Grab yourself a heat gun, rubber eraser, and a microfiber cloth for this next part. Slowly heat up the adhesive strip with one hand, and have the rubber eraser in the drill ready to go in the other hand. Once the adhesive is soft and tacky, let that rubber eraser work it's magic. From there it's just a wash-and-repeat, until all of the adhesive is removed. The microfiber will brush away the used rubber eraser. NOTE: as the rubber eraser is spinning you may see some white marks/streaks behind the yellow crumbs from the rubber eraser. It wiped away no problem which made me think it wasn't scratched off clear coat, but I did have a flash moment a few times where I thought I had scratched the clear coat all to hell.
**WARNING** If you are holding the heat gun in your non-dominant hand and the drill/rubber eraser in your dominant hand, make sure that after heating the adhesive and you switch over to the drill, be aware as to where you are pointing the heat gun while using the rubber eraser. You don't want to accidentally overheat your paint, or have the gun pointed at you or your bumper, or any other thing that isn't ugly adhesive strip.
This last part is where you may or may not want to continue with this project. I cut out some 1/2" vinyl dots to cover the mounting holes in the rear hatch. If you are someone who would prefer a seamless custom look, this will probably look awful to you and you should consider having this professionally done. I'm right there with you in regards to the clean aesthetic, but the cost doesn't provide much value to me. This was a good economical option that looks better than stock. I'm not in love with it like I would be if it was done by a body shop, but for 20 minutes of my time I like it.
I've got three ideas to make this look better next time.
1. Thicker automotive vinyl for potential longevity or to prevent the vinyl from depressing into the emblem hole. For anyone who knows vinyl I'm thinking 3M Scotchlite or perhaps something a touch thicker from R-Tape.
2. Cut the dots to roughly 5/16" so there is less to see and hopefully a smoother finish. Potential downside would be lack of longevity because of the reduced surface area.
3. Use a cheap fridge magnet with one layer of plastic wrap (for paint protection) to apply even, firm pressure on the vinyl to seal it properly to the surface of the hatch and keep the vinyl from depressing into the emblem holes. Kinda janky, but that's the best I could come up with off the top of my head. If you wanna get crazy you could apply some bondo to the holes and then use the vinyl. I don't know much about bondo, so I would refrain from that until speaking with someone who would know more, because that seems like a commitment that I wouldn't want to make without researching.
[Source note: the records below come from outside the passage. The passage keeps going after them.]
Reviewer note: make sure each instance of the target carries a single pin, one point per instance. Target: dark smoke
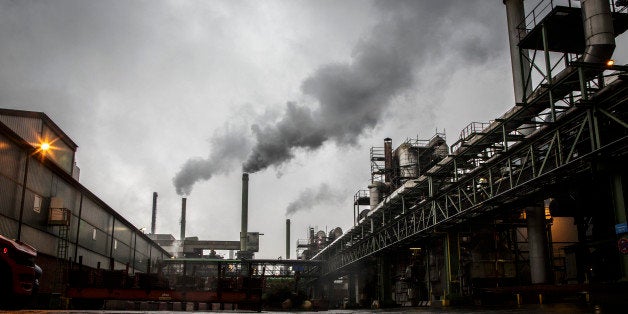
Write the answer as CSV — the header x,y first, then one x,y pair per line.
x,y
229,147
309,198
353,97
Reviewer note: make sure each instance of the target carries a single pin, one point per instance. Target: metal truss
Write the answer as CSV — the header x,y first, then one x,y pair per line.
x,y
498,167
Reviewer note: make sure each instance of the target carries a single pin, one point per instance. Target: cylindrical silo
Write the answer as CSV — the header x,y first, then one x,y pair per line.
x,y
408,162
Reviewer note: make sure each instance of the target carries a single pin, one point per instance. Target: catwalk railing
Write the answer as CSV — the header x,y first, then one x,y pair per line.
x,y
497,168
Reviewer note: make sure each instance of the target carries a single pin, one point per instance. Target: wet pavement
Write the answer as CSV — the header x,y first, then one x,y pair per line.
x,y
546,308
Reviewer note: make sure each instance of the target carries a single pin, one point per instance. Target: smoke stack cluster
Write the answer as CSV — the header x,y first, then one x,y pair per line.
x,y
287,238
245,211
183,205
153,221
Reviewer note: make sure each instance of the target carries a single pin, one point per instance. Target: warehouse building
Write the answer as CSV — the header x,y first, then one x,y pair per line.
x,y
43,204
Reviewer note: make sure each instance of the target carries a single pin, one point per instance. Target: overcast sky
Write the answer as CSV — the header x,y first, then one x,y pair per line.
x,y
179,97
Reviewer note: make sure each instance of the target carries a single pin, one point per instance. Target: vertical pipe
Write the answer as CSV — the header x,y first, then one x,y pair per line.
x,y
287,238
515,14
245,211
183,205
19,224
537,242
387,159
154,217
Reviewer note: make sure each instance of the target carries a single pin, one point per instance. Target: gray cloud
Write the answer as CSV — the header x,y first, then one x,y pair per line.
x,y
311,197
352,97
229,147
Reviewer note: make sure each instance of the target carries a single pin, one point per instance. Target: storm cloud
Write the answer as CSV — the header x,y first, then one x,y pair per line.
x,y
312,197
352,98
228,147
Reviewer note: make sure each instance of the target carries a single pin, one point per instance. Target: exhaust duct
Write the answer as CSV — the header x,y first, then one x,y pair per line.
x,y
153,221
287,238
598,31
183,207
387,159
245,211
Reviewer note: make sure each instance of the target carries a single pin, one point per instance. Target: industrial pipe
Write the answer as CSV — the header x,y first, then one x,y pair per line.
x,y
598,31
387,159
537,243
183,205
245,211
287,238
153,221
515,15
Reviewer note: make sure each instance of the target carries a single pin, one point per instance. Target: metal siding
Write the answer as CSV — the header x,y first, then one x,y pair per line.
x,y
91,259
8,227
28,129
61,154
32,218
123,233
10,196
122,253
141,262
96,215
45,183
86,240
11,160
39,178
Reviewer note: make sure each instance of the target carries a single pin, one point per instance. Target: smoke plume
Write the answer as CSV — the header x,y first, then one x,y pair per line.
x,y
352,97
310,197
346,100
229,147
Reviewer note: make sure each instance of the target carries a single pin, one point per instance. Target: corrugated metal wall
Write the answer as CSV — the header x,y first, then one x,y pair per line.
x,y
94,234
27,128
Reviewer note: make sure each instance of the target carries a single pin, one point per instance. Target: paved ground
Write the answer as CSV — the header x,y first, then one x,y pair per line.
x,y
548,308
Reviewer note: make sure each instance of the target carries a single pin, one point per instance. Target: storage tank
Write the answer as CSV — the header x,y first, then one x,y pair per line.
x,y
375,194
408,162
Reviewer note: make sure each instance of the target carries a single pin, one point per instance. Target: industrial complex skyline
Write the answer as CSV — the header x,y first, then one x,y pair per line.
x,y
181,97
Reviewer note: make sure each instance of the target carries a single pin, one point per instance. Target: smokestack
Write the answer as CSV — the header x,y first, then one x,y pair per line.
x,y
287,238
154,217
183,201
387,159
245,211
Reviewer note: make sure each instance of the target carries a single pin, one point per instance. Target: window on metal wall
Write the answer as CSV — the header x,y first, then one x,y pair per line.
x,y
37,204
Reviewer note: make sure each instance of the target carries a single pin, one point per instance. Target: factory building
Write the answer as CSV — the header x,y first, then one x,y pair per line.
x,y
43,204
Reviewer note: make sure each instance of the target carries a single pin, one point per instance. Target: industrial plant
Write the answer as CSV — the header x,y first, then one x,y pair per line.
x,y
527,208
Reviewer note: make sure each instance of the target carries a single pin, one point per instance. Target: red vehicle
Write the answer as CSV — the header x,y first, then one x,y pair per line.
x,y
19,276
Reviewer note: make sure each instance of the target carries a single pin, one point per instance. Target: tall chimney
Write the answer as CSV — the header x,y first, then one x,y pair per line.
x,y
183,201
387,159
154,217
245,211
287,238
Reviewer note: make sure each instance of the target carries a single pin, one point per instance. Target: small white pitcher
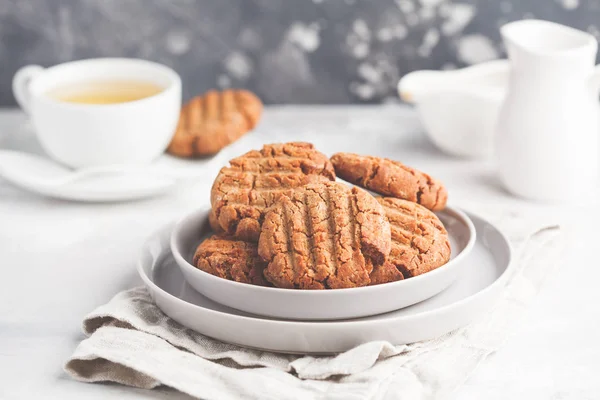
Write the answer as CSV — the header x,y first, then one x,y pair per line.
x,y
547,132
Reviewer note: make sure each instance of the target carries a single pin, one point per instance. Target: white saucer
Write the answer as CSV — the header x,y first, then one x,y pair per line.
x,y
36,174
471,295
321,304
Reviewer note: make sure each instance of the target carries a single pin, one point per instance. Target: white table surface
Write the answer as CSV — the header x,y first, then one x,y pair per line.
x,y
62,259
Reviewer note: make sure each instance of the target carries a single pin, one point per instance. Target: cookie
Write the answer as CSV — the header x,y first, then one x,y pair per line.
x,y
391,178
243,192
210,122
214,224
324,236
230,259
419,240
385,273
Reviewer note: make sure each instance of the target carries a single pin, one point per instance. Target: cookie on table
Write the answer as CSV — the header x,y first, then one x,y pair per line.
x,y
391,178
226,258
214,120
253,182
419,240
324,236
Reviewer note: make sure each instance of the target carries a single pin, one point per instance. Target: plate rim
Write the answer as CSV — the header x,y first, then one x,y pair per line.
x,y
326,323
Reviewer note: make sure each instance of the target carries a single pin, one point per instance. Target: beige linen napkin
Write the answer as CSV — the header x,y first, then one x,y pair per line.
x,y
130,341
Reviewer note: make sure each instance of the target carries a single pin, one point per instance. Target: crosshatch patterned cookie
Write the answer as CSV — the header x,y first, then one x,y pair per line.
x,y
214,120
230,259
391,178
253,182
385,273
419,240
324,236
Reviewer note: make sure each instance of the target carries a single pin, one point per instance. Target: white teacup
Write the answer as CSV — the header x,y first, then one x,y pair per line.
x,y
84,135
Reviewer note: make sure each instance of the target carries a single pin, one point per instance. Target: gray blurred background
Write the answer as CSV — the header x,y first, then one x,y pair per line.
x,y
287,51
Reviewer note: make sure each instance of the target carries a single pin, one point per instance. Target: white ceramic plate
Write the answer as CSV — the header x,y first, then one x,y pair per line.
x,y
320,304
478,286
35,173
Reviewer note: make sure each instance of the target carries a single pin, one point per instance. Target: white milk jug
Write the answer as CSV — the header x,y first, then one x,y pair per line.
x,y
547,131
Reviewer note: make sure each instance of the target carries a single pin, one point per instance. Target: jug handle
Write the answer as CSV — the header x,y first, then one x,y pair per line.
x,y
594,81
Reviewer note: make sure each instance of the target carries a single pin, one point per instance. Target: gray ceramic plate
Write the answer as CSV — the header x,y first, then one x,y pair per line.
x,y
321,304
473,293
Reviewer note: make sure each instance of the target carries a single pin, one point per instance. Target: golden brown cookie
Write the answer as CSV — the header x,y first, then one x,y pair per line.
x,y
210,122
324,236
214,224
385,273
230,259
419,240
253,182
391,178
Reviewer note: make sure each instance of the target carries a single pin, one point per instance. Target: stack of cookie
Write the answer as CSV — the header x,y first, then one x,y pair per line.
x,y
281,220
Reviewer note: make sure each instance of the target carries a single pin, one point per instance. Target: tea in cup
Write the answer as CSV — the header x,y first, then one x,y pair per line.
x,y
101,111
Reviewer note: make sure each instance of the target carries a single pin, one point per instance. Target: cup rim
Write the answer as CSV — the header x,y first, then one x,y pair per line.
x,y
172,76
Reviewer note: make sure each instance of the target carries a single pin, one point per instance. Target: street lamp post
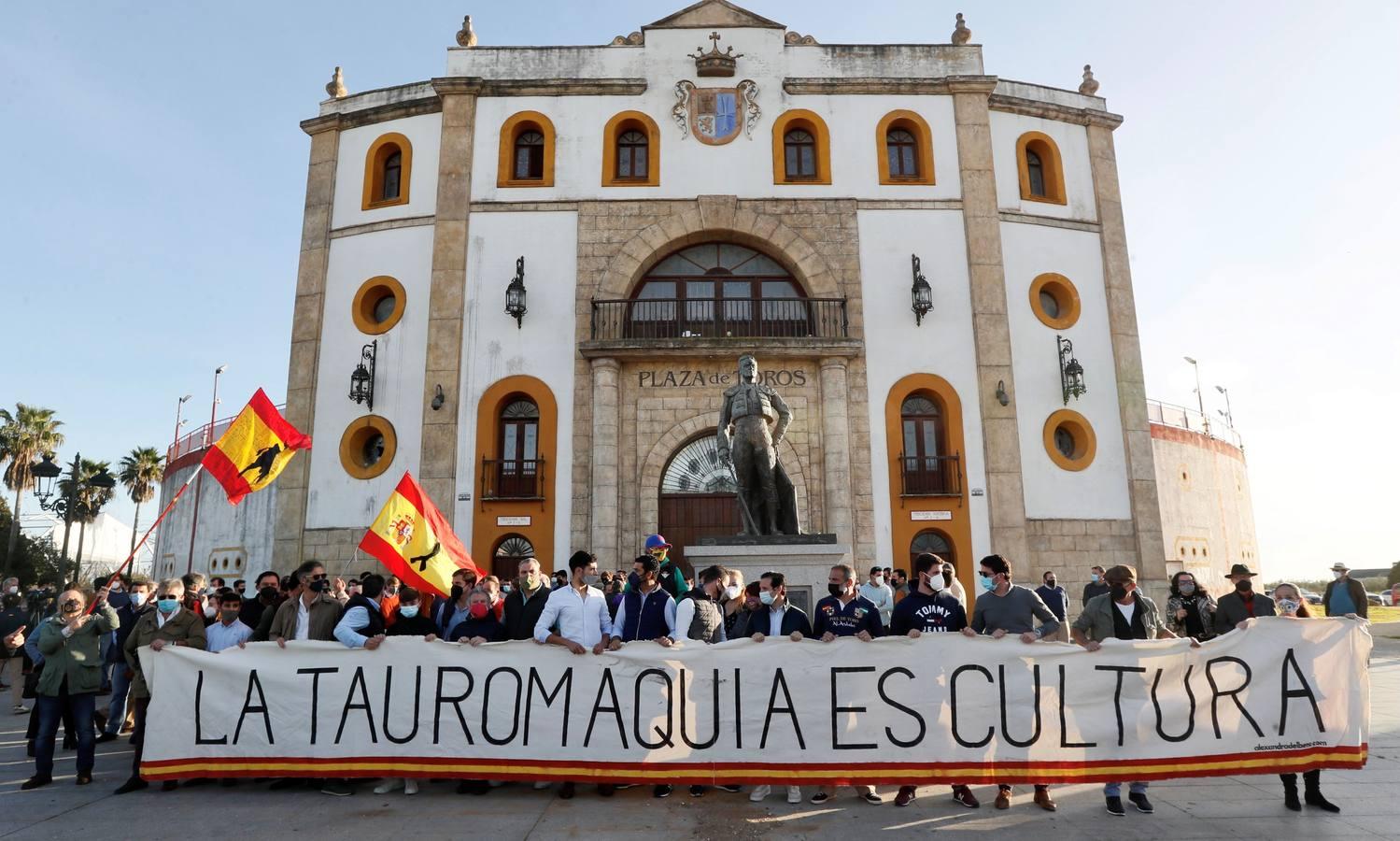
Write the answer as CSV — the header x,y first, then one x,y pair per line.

Washed and looking pretty clean from a few feet away.

Unwashed, but still looking clean(er) from a few feet away.

Skyactiv badge removed

Mazda emblem. Those aren't scratches, that's residual dirt and a little bit of leftover adhesive. If you use the very edge of the eraser, it makes getting these last fine spots of adhesive much quicker.

The small scratch is from my last attempt at removing the badge, not this time. Lesson learned on my part.

1/2" vinyl dots. I would guess this is something around 2mil/120 micron...? If anyone here has any better knowledge of automotive wrap/film, perhaps you could chime in to offer some feedback.